Erasure Coding
Background
Distributed systems basic expectation is to provide the data durability.
To provide the higher data durability, many popular storage systems use replication
approach which is expensive. The Apache Ozone supports RATIS/THREE replication scheme.
The Ozone default replication scheme RATIS/THREE has 200% overhead in storage
space and other resources (e.g., network bandwidth).
However, for warm and cold datasets with relatively low I/O activities, additional
block replicas are rarely accessed during normal operations, but still consume the same
amount of resources as the first replica.
Therefore, a natural improvement is to use Erasure Coding (EC) in place of replication,
which provides the same level of fault-tolerance with much less storage space.
In typical EC setups, the storage overhead is no more than 50%. The replication factor of an EC file is meaningless.

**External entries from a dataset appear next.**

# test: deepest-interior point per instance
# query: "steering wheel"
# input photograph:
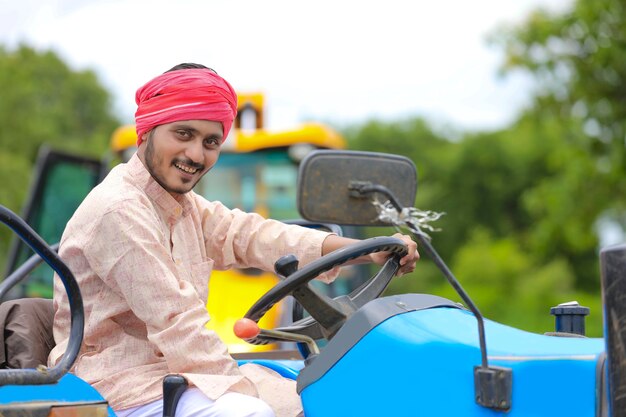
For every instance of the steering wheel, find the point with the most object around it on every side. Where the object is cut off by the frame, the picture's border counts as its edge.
(327, 315)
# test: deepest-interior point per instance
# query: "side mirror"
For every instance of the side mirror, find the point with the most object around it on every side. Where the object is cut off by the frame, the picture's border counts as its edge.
(326, 178)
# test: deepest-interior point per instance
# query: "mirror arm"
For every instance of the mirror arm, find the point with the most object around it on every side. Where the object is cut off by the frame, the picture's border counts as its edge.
(492, 385)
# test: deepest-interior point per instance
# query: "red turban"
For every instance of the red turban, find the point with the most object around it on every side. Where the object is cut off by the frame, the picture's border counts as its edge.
(185, 94)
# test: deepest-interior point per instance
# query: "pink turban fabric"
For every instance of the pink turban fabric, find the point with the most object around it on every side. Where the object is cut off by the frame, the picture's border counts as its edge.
(185, 94)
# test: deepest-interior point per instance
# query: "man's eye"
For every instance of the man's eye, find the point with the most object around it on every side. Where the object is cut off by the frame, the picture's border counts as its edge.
(212, 143)
(183, 134)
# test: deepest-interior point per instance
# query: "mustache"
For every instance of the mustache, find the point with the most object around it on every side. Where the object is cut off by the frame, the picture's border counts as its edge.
(189, 162)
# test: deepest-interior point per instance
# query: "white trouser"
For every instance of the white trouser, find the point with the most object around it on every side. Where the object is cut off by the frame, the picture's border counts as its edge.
(193, 403)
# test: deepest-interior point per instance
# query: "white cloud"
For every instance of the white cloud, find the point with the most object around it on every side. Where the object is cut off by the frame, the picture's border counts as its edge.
(339, 61)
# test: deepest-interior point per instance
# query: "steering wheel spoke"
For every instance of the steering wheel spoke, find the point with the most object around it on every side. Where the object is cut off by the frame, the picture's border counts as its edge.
(327, 314)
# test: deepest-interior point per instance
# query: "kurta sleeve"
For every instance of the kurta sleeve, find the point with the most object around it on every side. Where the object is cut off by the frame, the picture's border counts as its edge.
(130, 252)
(237, 239)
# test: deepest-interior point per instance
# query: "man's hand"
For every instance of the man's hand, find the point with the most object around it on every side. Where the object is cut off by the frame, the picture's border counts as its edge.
(407, 263)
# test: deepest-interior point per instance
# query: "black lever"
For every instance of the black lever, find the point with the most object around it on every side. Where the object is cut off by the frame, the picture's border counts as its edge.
(173, 388)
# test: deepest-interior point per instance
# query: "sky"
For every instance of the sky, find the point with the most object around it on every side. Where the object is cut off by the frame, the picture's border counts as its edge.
(340, 62)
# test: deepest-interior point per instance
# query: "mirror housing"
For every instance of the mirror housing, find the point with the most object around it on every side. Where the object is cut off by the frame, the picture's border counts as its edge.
(325, 178)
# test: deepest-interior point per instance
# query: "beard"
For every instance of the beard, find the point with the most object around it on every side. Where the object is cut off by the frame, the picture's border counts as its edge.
(153, 162)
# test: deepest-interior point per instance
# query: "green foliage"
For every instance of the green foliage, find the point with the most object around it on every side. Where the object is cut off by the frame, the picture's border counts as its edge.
(44, 101)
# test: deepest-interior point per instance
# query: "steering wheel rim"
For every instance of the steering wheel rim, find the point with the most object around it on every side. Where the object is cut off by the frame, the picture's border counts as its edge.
(326, 320)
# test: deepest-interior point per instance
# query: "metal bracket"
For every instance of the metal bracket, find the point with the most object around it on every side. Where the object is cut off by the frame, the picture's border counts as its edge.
(493, 387)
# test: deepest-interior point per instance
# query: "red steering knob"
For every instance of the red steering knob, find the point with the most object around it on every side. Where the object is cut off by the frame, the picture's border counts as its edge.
(246, 329)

Instead of replication factor, we introduced ReplicationConfig interface to specify the required type of replication,
either RATIS/THREE or EC.
Integrating EC with Ozone can improve storage efficiency while still providing similar
data durability as traditional replication-based Ozone deployments.
As an example, a 3x replicated file with 6 blocks will consume 6*3 = 18 blocks of disk space.
But with EC (6 data, 3 parity) deployment, it will only consume 9 blocks of disk space.